Mistral models do not accept system roles in their data formats.

The following is a chat-formatted data example:

{"messages": [
  {"role": "system", "content": "A conversation between a user and a helpful assistant."},
  {"role": "user", "content": "Hi there. What's the capital of the moon?"},
  {"role": "assistant", "content": "This question doesn't make sense as nobody currently lives on the moon, meaning it would have no government or political institutions. Furthermore, international treaties prohibit any nation from asserting sovereignty over the moon and other celestial bodies."},
  ]
}

Prepare data for continued pre-training

For continued pre-training tasks, the training data is your unstructured text data. The training data must be in a Unity Catalog volume containing .txt files. Each .txt file is treated as a single sample. If your .txt files are in a Unity Catalog volume folder, those files are also obtained for your training data. Any non-txt files in the volume are ignored. See Upload files to a Unity Catalog volume.

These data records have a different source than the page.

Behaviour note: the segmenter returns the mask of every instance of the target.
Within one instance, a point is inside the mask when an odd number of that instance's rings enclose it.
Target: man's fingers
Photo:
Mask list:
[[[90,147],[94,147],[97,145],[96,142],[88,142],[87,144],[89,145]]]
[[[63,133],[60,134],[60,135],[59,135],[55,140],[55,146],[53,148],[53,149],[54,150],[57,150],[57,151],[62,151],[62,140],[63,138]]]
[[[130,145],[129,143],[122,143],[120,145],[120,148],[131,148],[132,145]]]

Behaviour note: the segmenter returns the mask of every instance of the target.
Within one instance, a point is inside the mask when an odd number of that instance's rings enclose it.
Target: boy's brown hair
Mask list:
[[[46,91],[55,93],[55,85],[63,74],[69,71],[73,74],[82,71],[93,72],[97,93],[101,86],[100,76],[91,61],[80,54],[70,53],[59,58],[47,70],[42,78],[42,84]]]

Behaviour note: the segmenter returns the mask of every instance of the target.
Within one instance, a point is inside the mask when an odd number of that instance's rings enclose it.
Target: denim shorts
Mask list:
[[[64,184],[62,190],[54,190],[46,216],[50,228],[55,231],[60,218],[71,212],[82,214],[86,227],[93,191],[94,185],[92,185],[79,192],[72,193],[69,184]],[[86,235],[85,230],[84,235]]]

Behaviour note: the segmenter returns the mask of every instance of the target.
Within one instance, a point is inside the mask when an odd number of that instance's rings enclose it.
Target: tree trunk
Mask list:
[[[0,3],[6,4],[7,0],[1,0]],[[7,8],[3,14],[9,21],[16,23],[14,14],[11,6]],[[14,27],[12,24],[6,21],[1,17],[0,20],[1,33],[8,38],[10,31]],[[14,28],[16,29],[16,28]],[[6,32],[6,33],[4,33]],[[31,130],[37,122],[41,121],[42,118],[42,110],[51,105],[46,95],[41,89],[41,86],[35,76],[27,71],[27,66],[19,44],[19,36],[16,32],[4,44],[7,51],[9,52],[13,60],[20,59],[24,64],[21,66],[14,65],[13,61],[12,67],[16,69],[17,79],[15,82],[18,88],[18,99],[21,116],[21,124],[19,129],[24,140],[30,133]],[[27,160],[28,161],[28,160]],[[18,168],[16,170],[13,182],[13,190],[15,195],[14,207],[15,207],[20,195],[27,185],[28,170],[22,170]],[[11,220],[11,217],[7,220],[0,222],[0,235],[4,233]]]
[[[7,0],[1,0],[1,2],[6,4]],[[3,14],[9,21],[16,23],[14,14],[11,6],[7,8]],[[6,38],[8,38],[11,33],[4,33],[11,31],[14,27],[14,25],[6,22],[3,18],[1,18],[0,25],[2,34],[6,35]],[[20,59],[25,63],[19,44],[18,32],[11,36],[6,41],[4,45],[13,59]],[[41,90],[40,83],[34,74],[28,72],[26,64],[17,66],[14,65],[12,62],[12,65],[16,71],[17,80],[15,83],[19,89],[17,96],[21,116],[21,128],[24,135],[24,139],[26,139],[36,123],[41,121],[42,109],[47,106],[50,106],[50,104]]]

The following image shows example .txt files in a Unity Catalog volume. To use this data in your continued pre-training run configuration, set train_data_path = "dbfs:/Volumes/main/finetuning/cpt-data" and set task_type = 'CONTINUED_PRETRAIN'.

UC Volume with continued pre-training dataset file examples

Format data yourself

Warning

The guidance in this section is not recommended, but available for scenarios where custom data formatting is required.

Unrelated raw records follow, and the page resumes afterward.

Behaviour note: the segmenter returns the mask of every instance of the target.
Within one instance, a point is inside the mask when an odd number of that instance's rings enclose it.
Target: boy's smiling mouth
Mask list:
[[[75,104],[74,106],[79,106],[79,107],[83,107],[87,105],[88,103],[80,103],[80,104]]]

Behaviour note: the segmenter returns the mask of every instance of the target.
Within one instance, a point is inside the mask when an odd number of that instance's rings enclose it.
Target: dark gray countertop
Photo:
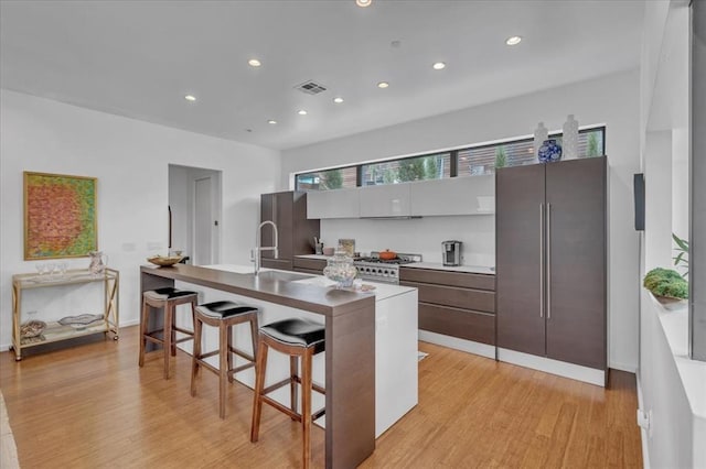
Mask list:
[[[318,313],[324,316],[339,316],[374,305],[375,296],[345,290],[322,288],[317,285],[293,282],[311,275],[295,272],[269,271],[235,273],[196,265],[176,264],[171,268],[142,265],[140,272],[163,279],[179,280],[195,285],[207,286],[249,296],[278,305]],[[373,306],[374,307],[374,306]]]

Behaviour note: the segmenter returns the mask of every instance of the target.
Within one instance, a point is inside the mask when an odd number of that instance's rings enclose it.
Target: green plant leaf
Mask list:
[[[676,234],[672,233],[672,239],[674,240],[674,242],[676,243],[676,246],[680,247],[680,249],[682,249],[683,251],[688,252],[688,241],[677,237]]]

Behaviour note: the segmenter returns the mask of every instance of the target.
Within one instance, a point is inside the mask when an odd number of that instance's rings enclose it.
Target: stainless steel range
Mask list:
[[[357,258],[353,265],[359,276],[371,282],[399,283],[399,265],[421,262],[421,254],[397,254],[391,260],[379,259],[378,252],[372,252],[370,258]]]

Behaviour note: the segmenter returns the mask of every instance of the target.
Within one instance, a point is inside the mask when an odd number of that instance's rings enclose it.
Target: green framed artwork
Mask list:
[[[24,260],[98,249],[96,178],[24,172]]]

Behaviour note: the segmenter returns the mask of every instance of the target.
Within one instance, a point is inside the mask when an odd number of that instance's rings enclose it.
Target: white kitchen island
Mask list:
[[[252,275],[253,266],[218,264],[208,265],[207,269],[233,272],[244,275]],[[263,269],[260,272],[272,270]],[[334,288],[334,282],[321,275],[297,274],[286,271],[286,275],[292,277],[291,282],[302,285],[304,288],[321,290]],[[267,275],[267,274],[265,274]],[[375,438],[379,437],[386,429],[409,412],[418,402],[418,375],[417,375],[417,290],[408,286],[389,285],[368,282],[375,290],[357,293],[361,296],[375,296]],[[176,282],[178,287],[197,290],[200,302],[214,302],[232,299],[260,308],[260,326],[280,320],[287,317],[307,317],[312,320],[322,321],[321,315],[297,309],[293,307],[274,304],[270,302],[226,293],[210,287],[194,288],[194,285],[185,282]],[[186,315],[186,312],[180,312]],[[180,320],[188,320],[185,317]],[[243,325],[237,327],[235,342],[238,348],[248,352],[252,351],[249,329]],[[204,350],[217,347],[217,334],[215,329],[204,328]],[[191,352],[191,342],[186,342]],[[217,368],[217,357],[213,357],[212,364]],[[238,358],[238,360],[242,360]],[[323,384],[325,382],[325,352],[314,357],[313,370],[314,382]],[[289,373],[289,360],[287,357],[276,352],[269,355],[267,367],[266,385],[277,382]],[[202,375],[199,379],[211,379]],[[254,386],[255,373],[253,369],[245,370],[236,375],[236,379],[249,388]],[[272,393],[272,397],[289,405],[289,391],[282,388]],[[214,403],[216,405],[216,403]],[[318,393],[312,395],[312,408],[323,407],[324,399]],[[325,426],[325,416],[317,421],[317,424]]]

Databricks strongly recommends using chat-formatted data so the proper formatting is automatically applied to your data based on the model you are using.

Foundation Model Fine-tuning allows you to do data formatting yourself. Any data formatting must be applied when training and serving your model. To train your model using your formatted data, set task_type = 'INSTRUCTION_FINETUNE' when you create your training run.

The training and evaluation data must be in one of the following schemas:

  • Prompt and response pairs.

    {"prompt": "your-custom-prompt", "response": "your-custom-response"}
    
  • Prompt and completion pairs.

    {"prompt": "your-custom-prompt", "completion": "your-custom-response"}
    

Important

Prompt-response and prompt-completion are not templated, so any model-specific templating, such as Mistral’s instruct formatting must be performed as a preprocessing step.

Supported data formats

The following are supported data formats:

  • A Unity Catalog Volume with a .jsonl file. The training data must be in JSONL format, where each line is a valid JSON object. The following example shows a prompt and response pair example:

    {"prompt": "What is Databricks?","response": "Databricks is a cloud-based data engineering platform that provides a fast, easy, and collaborative way to process large-scale data."}
    
  • A Delta table that adheres to one of the accepted schemas mentioned above. For Delta tables, you must provide a data_prep_cluster_id parameter for data processing. See Configure a training run.

  • A public Hugging Face dataset.

    If you use a public Hugging Face dataset as your training data, specify the full path with the split, for example, mosaicml/instruct-v3/train and mosaicml/instruct-v3/test. This accounts for datasets that have different split schemas. Nested datasets from Hugging Face are not supported.

    For a more extensive example, see the mosaicml/dolly_hhrlhf dataset on Hugging Face.

    The following example rows of data are from the mosaicml/dolly_hhrlhf dataset.

    {"prompt": "Below is an instruction that describes a task. Write a response that appropriately completes the request. ### Instruction: what is Databricks? ### Response: ","response": "Databricks is a cloud-based data engineering platform that provides a fast, easy, and collaborative way to process large-scale data."}
    {"prompt": "Below is an instruction that describes a task. Write a response that appropriately completes the request. ### Instruction: Van Halen famously banned what color M&Ms in their rider? ### Response: ","response": "Brown."}